Do I need to change my breast implants after 10 years?
There appears to be a significant misunderstanding, or misrepresentation of the FDA data when breast implants were again brought back for general clinical use around 2011. With each new generation of breast implants advancements are made and this has been especially true of their durability. Still implants are not permanent devices. It would be terrific if one set of implants could last forever, but there is a rate of breakage of silicone or saline implants. The breakage data for implants are averages of large populations of patients, not a set number of years that dictate changing your implants.
If you follow augmentation patients for 10 years you may find 20% may request a revisional surgery, but many are not because their implant broke. Some patients may have hardening of the scar tissue around the implant (capsular contracture). Some patients may want a breast lift or a change in the size of their implants even though the implants are intact. It is reasonable to consider exchange of the implants since they are undergoing a surgery to revise the breast shape or size, especially if the implants are older, but it isn’t a requirement in many circumstances. The reality is the FDA and current research data concerning implants are probability data based on the specific group evaluated. So if we say implants my have a breakage or deflation rate around 10% at 10 years that means 90% of people don’t have a broken implant and any one individual may not have an implant break for 30 or 40 years, no one knows for that individual patient. Of course , if your saline implant deflates or your silicone implant is found to be broken at that point in time it’s a 100% rate for you. So given the data if everyone had surgery at 10 years post implantation then 90% of those patients didn’t have a broken implant, and if no other issues why should they spend money for the surgery as well as time off of work or any minor risks of the procedure itself.

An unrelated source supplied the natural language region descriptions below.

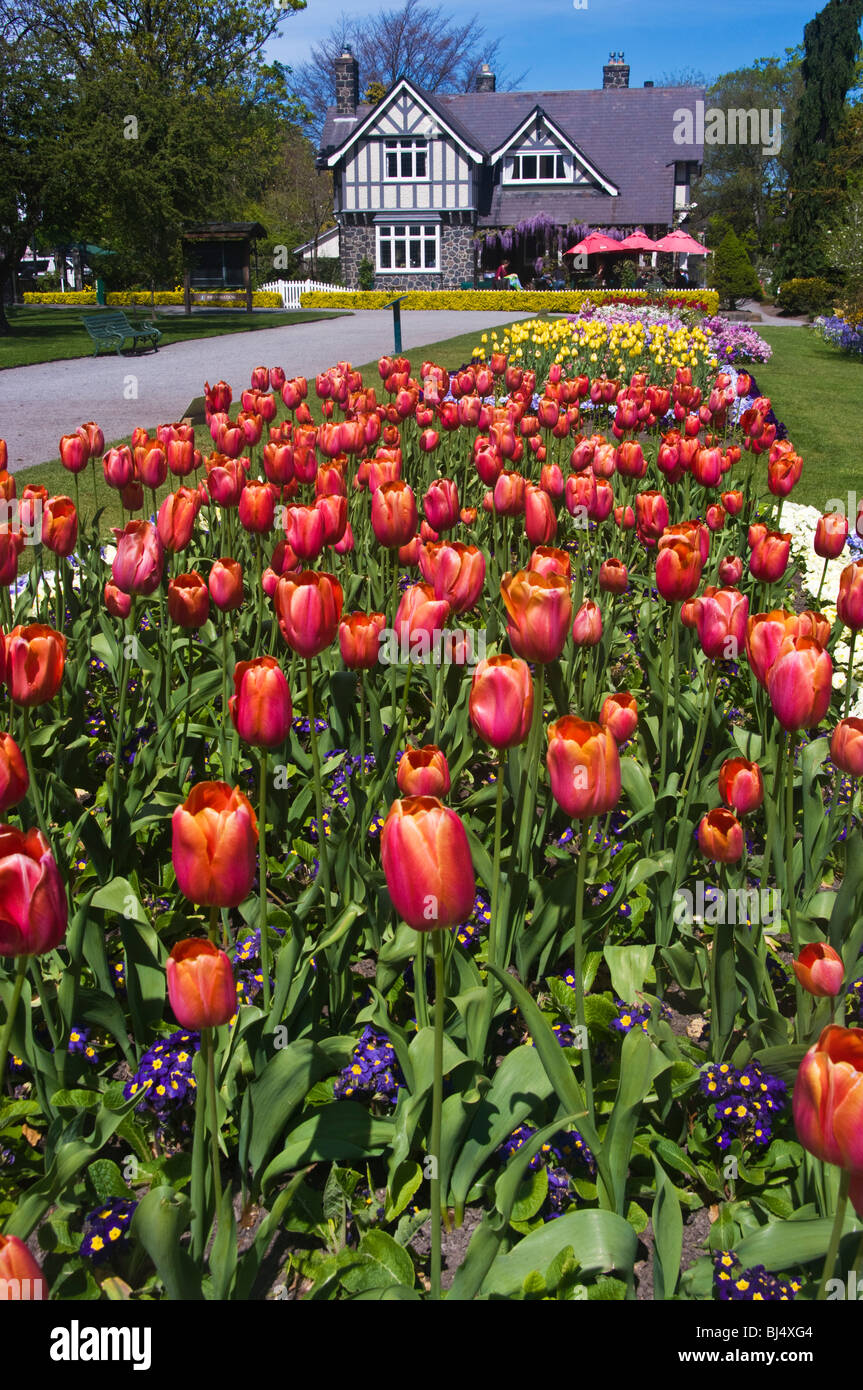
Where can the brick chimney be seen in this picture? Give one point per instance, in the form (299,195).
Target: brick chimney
(348,82)
(616,72)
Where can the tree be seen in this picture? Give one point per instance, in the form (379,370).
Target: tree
(417,41)
(173,117)
(828,70)
(733,273)
(741,185)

If a saline implant fails it is not subtle; the breast shrinks in size, gets softer, and may become more ptotic which mean droopier. Silicone implants can break, and you may not know unless you have a high resolution ultrasound or MRI (magnetic resonance imaging) scan. While these tests are not 100% reliable their detection rates of broken implants are very high and the best we have as non-invasive tests to look for broken silicone implants. If your implant is studied at some point in time and the studies are normal then you avoided a surgery which can be a good thing.
Having been in practice for about 30 years now I personally have thousands of patients that have had augmentations or breast reconstructions with implants. If after 10 years if every one of those patients returned to get new implants I’d have a full operating schedule just revising old patients. While great for a practice’s bottom line I’d be operating on a ton of patients who didn’t need the surgery. The data just doesn’t support the need for all those patients to get re-operated on. Why should they pay for the new implants, new surgery, and take even the minor risk of surgery. Over 40 years that would be 4 surgeries. Now of course if the patient has other desires about their breasts, or want to change the shape or size then sure change the implants out if they are older.
Occasionally I do meet a patient that just can’t get this 10 year data point out of their head so they just worry more about the idea of an implant breaking. In those circumstances I try to get them to understand that the numbers are just statistics, and if they really feel the need to do surgery they can, it’s their body and life plan, but then they may want to at least wait till the implants are 15 or 20 years old when the risk of a broken implant has gone up enough that changing makes more sense. Plus for most people after 20 years they are certainly more likely to have other reasons to adjust their breast size or shape. This way they may have 2 or 3 surgeries in a lifetime not 5 or 6. Hopefully this has shed some light on the indications for changing out breast implants and trying to use data scientifically and logically to make the best decisions for you. Don’t just let someone tell you to change your implants at 10 years until they can back that up with scientific explanations that make sense to you.